General tips & impressions

Languages & culture

In Switzerland there are 4 official languages, of which Swiss German is by far the most common language (spoken by 62,3%), followed by French (20,8%) Swiss-Italian (8%), and a tiny population speaks Romansh (0.5%) which sounds like a mix of Latin and German to me.

And in a way Switzerland feels like 4 different countries. When I ask Swiss people what unites them, they don't really have an answer but they do feel they're all Swiss. It's funny to me, that organisation's also often work in their language region, e.g. an architect bureau in Zürich is likely to work for the Swiss-German speaking region and not for any of the other regions. So language in that sense really does pose a barrier. I also noticed that not many people speak another language of the country, but rather speak English as a second language.

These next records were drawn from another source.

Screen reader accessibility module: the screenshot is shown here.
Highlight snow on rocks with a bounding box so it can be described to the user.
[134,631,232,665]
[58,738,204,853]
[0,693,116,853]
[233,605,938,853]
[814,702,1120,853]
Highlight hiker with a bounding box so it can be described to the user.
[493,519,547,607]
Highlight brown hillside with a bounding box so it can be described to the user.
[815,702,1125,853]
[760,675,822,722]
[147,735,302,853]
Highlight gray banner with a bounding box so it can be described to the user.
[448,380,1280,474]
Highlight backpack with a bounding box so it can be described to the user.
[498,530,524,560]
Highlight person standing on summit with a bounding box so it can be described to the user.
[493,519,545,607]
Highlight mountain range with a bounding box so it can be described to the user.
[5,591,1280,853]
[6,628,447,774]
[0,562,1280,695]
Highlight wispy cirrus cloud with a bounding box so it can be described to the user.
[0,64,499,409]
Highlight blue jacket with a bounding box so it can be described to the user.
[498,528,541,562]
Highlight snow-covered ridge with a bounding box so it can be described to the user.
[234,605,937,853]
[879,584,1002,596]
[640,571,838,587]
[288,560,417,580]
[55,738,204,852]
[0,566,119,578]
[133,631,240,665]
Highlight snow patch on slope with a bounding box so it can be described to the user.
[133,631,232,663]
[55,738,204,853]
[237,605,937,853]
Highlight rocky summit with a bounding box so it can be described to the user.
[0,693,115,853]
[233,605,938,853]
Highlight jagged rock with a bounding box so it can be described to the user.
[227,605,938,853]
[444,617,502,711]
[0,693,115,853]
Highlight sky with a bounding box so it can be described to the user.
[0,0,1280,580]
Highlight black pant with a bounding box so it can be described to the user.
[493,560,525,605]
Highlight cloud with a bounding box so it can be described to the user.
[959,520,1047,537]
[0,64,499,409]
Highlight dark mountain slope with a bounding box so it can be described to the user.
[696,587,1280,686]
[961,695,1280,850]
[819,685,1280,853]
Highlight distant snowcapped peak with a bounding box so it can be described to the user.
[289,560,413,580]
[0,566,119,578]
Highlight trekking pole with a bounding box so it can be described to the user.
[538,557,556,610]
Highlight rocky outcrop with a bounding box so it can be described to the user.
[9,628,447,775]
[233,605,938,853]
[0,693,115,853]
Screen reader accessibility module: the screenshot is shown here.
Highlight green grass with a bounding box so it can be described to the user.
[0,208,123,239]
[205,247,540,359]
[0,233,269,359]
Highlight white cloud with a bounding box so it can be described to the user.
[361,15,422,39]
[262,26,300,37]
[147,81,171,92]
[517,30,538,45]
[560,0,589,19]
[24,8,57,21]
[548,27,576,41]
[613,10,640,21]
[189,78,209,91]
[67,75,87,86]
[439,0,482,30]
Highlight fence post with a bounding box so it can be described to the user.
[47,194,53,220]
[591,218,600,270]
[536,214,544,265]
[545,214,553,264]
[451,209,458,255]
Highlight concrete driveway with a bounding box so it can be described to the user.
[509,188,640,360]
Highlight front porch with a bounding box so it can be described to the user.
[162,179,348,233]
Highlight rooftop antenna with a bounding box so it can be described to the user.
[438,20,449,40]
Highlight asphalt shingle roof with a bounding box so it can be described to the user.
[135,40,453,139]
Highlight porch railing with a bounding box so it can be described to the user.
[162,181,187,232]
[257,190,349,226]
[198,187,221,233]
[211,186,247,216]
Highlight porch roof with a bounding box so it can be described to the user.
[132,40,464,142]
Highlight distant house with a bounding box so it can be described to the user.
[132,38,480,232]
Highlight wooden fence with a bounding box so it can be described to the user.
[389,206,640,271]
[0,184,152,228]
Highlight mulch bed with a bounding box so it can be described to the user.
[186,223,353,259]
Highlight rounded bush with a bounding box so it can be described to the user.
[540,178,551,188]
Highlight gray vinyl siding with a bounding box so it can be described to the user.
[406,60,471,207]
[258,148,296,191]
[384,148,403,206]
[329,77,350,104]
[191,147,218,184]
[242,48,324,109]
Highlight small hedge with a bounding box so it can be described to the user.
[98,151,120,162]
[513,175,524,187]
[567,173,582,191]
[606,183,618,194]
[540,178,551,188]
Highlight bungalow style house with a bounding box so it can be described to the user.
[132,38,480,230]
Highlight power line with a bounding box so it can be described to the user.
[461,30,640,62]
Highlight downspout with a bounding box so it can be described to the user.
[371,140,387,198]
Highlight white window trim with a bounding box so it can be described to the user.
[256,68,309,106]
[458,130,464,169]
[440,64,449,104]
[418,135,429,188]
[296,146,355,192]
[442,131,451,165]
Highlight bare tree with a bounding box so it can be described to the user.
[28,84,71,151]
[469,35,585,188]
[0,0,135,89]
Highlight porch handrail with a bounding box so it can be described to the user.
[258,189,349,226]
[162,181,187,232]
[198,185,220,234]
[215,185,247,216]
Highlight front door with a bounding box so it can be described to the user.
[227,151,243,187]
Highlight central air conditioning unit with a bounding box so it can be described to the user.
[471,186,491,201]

Pride & belonging (Swiss vs foreigners)

I have yet to meet a Swiss person who is not incredibly happy to be Swiss. The number of times I've heard: "We have got it all", often referring to the countries incredible natural diversity and beauty, on top of being one of the wealthiest countries in the world. They are certainly not like the Dutch who love to complain about their country (although I also think we have more reason to complain with our many grey and rainy days 🤪).

Contrary to the Swiss pride, many expats struggle to feel at home. I heard this numerous of times in my own circle of acquaintances that are living in Switzerland, as well as seeing it's the most common topic in facebook groups of "expats in Switzerland". 'How to make friends' or 'how to find a relationship', seem to be the number one questions, followed by a ton of (depressing) replies that say the Swiss are closed off and impossible to befriend. Whilst I think this also depends on your own personality and cultural background (the Dutch way is likely not that different from the Swiss way as e.g. when you're from the US), I do see the Swiss as not being the most open-minded country. They are pretty inward looking & traditional (both on a political and personal level). Yet, I have also come to know them as chatty. It's been quite common for random people to talk to me at a restaurant, or on the streets. Likely because they assume I'm Swiss, and the fact that I speak fluent German helps. But for those that struggle to make friends, don't give up! Talk to random people, invite others to your house when you feel you get along and don't take a first "no" as a final no. You have to be a bit bold and persistent, but friendships are totally possible. It could also be helpful to ask in your own circle and amongst your social media connections whether they can introduce you to Swiss connections. Also volunteering, joining a sports club or creative course are ways to get in touch with locals.

Public transport

If you are planning to travel a lot by public transport (which I'd advice!) and stay at least a month, or planning to come back more often throughout the year, it might be worthwhile to look into a halbtax pass with which you get 50% discount on your train tickets. Costs 185 franks and pays back insanely fast, if you realise that a 2 hour trip (one way) can easily cost up to 70 franks. There’s also a general all-in-one pass for tourists which you can purchase for the days that you are in the country and covers all your travel + some extras such as free entrance to 500 museums. Check it here.

Best time to visit

Year round, depending on if you are a winter sports kind of person, or more of a hiking and ‘chilling by the lake when it’s warm’-type of person. Autumn is also lovely for the changing colours of the beautiful forests and less touristy.

What's your take on Switzerland? Where should I head next?